QUESTION - In the 20 years you’ve been playing volleyball, any setbacks? 
SP - In March 2016, I snapped my [second right] toe in half during an FIVB beach tournament in Rio. I was feeling so great up to that point. I was so excited for the point that our team was at. Then, to have to sit for nine weeks – in the Olympic year – I mean, it’s not as serious as an ACL tear. But for somebody who’s never been injured? I couldn’t ride a bike because of the pressure. I couldn’t swim because it was so detached that it would flop around. I didn’t know how to deal with it because I never had to before. 


QUESTION - How did it happen? 
SP - At the beginning of the second set (in the quarterfinals), we were losing like 5-1, to Canada, Kristina May and Jamie Broder.  Heather passed a ball sideways. I went to pursue it and she didn’t move. I ran right into her. I thought my teeth fell out because I hit my face so hard.  I didn’t know it, but my toe snapped in half as I fell. On the side switch, I looked down and my toe was sideways, laying over my other toes. I snapped it into place and kept playing. I thought it just dislocated and it’ll be fine tomorrow. It wasn’t fine tomorrow. We won the match but we had to pull out of the tournament, and that was tough. The super-competitive part of me was like, ‘We have a chance to medal! I want to keep going!’  And couldn’t. 

QUESTION - How did you cope? 
SP - My husband, Adam Schulz, was a saint. He was an indoor volleyball player in Canada at McMaster University. Now he’s the technological director for the AVP Academy, a grassroots programme to get kids into the professional beach volleyball frame of mind before they get to college.

QUESTION - How’s the toe now? 
SP - It doesn’t move at all. Zero range of motion. But it’s a toe. It’s nothing. People have way bigger problems than that.

QUESTION - Does it affect your play? 
SP - More in the transition between beach and indoor. It’s awful for about a week, then it adapts. 

QUESTION - Proudest moment of your career? 
SP - Representing my country in the Olympics – but it’s one of those things. You have this goal your whole life, you accomplish it, and then all of a sudden it’s not good enough.  My goal forever was just to go to the Olympics and I thought that I would be happy with that. When we finished fifth, I was like: That wasn’t good enough! I wanted to be on the podium. 

Sarah Pavan (left) of Canada versus Laura Ludwig of Germany in the Rio 2016 Olympic quarter-final match.

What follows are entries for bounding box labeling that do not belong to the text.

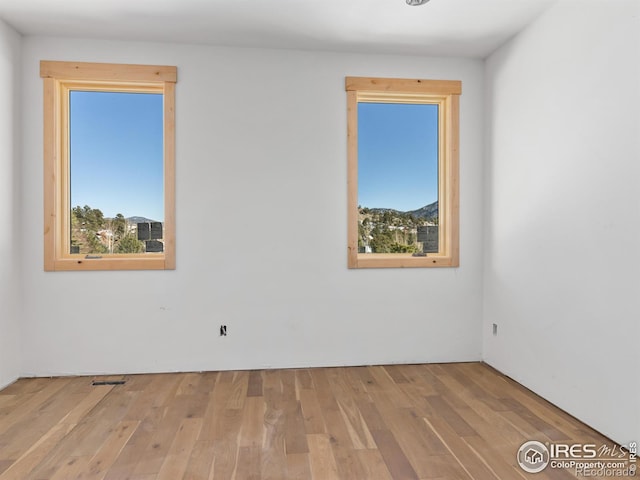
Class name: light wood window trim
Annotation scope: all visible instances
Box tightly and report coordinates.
[40,60,177,271]
[345,77,462,268]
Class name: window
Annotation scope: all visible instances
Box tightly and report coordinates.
[346,77,462,268]
[40,61,177,271]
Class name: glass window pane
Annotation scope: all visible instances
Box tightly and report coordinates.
[69,90,164,254]
[358,102,439,253]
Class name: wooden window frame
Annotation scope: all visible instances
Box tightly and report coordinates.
[345,77,462,268]
[40,60,177,271]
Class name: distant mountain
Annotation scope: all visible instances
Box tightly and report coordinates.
[405,200,438,218]
[369,200,438,218]
[126,217,155,224]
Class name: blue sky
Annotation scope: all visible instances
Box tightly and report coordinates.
[69,91,164,221]
[358,102,438,211]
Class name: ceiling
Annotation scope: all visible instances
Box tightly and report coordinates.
[0,0,555,58]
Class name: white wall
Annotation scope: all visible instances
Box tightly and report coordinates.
[483,0,640,443]
[21,37,483,375]
[0,20,21,388]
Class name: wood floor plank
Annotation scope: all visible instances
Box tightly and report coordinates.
[79,420,140,480]
[0,363,613,480]
[157,418,202,480]
[307,434,340,480]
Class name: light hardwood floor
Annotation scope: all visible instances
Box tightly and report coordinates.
[0,363,611,480]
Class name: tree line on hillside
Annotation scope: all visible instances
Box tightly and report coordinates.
[358,206,438,253]
[71,205,144,254]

QUESTION - You lost to the German team that won the gold medal, right?  
SP - Yeah, but we had beaten them pretty much every time we had ever played them before that. So that also stunk. Goals are funny things. You reach them and instead of taking time to appreciate what you’ve accomplished, it’s like: Well, onto the next one. But if I’m honest with myself, that was the highlight of my athletic career.